# Newbie Sous vide questions



## hangmanli (Feb 6, 2021)

Hey folks,  

I got an InkBird wifi Sous vide for Christmas.  I bought an Anonova Sous vide container and it arrived a few days ago.  I’ve watched a bunch of videos on YouTube  (Sous vide everything)

I have a lot of different cuts of venison to try doing in SV.   Is there are rule of thumb of how many hours and what temperature a venison roast should require? This particular roast right now is about 2 1/2 pounds.  We plan on seasoning it and then vacuum sealing it.

Thanks for any helpful advice!


----------



## SmokinEdge (Feb 6, 2021)

160* is the temp for wild meat.


----------



## hangmanli (Feb 6, 2021)

SmokinEdge said:


> 160* is the temp for wild meat.



how long for the cook time?


----------



## SmokinEdge (Feb 6, 2021)

Well, what do you want? If you want a medium rare roast, you need to pasteurize it at no less than 131* for about 24hr. If you just want it cooked, 160* for 4hr will do. The higher temp makes dryer meat, but you eat faster. The 131* is more juicy but takes longer.


----------



## hangmanli (Feb 7, 2021)

SmokinEdge said:


> Well, what do you want? If you want a medium rare roast, you need to pasteurize it at no less than 131* for about 24hr. If you just want it cooked, 160* for 4hr will do. The higher temp makes dryer meat, but you eat faster. The 131* is more juicy but takes longer.

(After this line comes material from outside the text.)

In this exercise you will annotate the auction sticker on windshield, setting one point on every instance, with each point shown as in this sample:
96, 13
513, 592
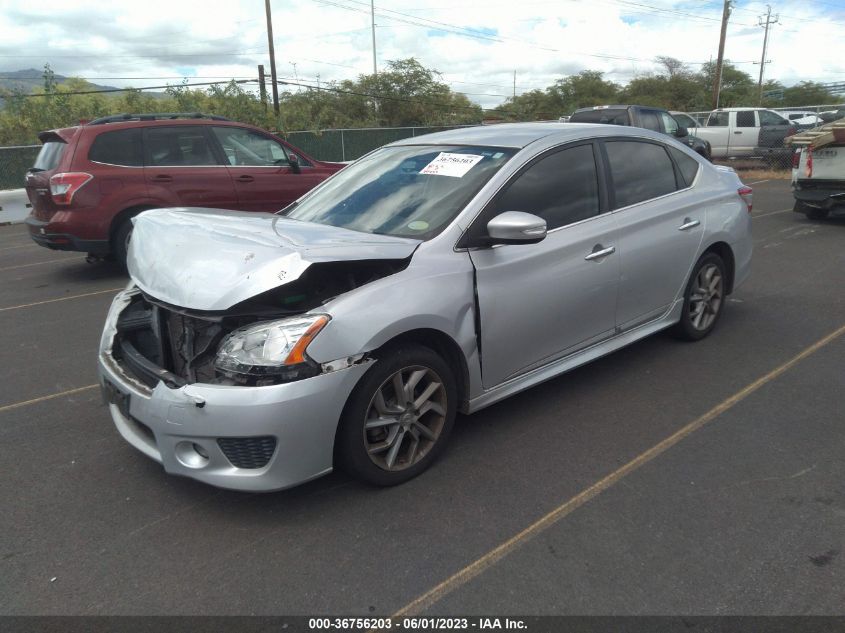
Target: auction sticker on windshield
454, 165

thanks for the info!  Medium rare is how we like all venison.   We seasoned the roast last night and vacuum sealed it in a bag.   We are going to start it around 5 PM later today for Monday nights dinner.   I know that I have to sear it in a cast iron pan afterwards (oil and butter) .   That should only take a few minutes.

by the way how long do you folks let something like this marinate before putting it in the sous vide container?


----------



## SmokinEdge (Feb 7, 2021)

On venison I don’t at all. The salt extracts moisture. Not good for venison. Some don’t salt until right before the sear. You will just have to find what works for you. With salt in the bag, you get some nice juice in the bag that can be made to gravy or au jus.

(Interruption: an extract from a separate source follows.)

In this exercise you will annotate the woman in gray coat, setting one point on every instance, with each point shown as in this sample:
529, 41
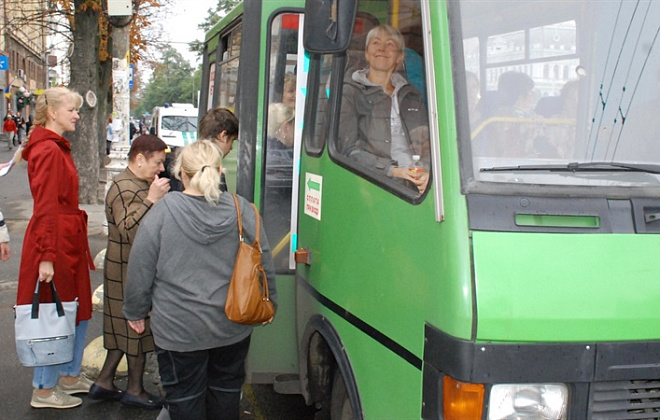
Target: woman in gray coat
383, 119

post up the results and you’re experience.


----------



## hangmanli (Feb 7, 2021)

We just set the temperature to 131 and the timer for 24 hours.  Thanks for all the helpful information!   I will post some photos of the finished result tomorrow around dinner time.


----------



## SmokinEdge (Feb 7, 2021)

I’m sure you will be pleased.


----------



## hangmanli (Feb 8, 2021)




----------



## hangmanli (Feb 8, 2021)

Oh this was so good!   Thanks for all the help!


----------



## SmokinEdge (Feb 8, 2021)

hangmanli

Looks delicious for sure and juicy.


----------



## Fish'nSmoke (Feb 9, 2021)

When you say for pasteurization for medium rare is 131° for 24 hours, is that set it at 131° and let it go for that long or once it is up to 131° internal temp cook for 24 hours?


----------



## SmokinEdge (Feb 9, 2021)

Is the meat frozen, refrigerated, or fresh? Meat temp does matter, but the pasteurization table accounts for refrigerated meat temp up to pasteurization temp and time. Also the thickness of the meat is what matters . Not weight or length.

Here is Baldwin’s pasteurization table for poultry. It goes a little longer on time than beef, pork, lamb, but that is just added insurance for food safety. Also the longer cook times provide tenderization to the meat. For example, beef chuck roast cooked 131 or 135 for 48 hours, is very close to prime rib roast.


----------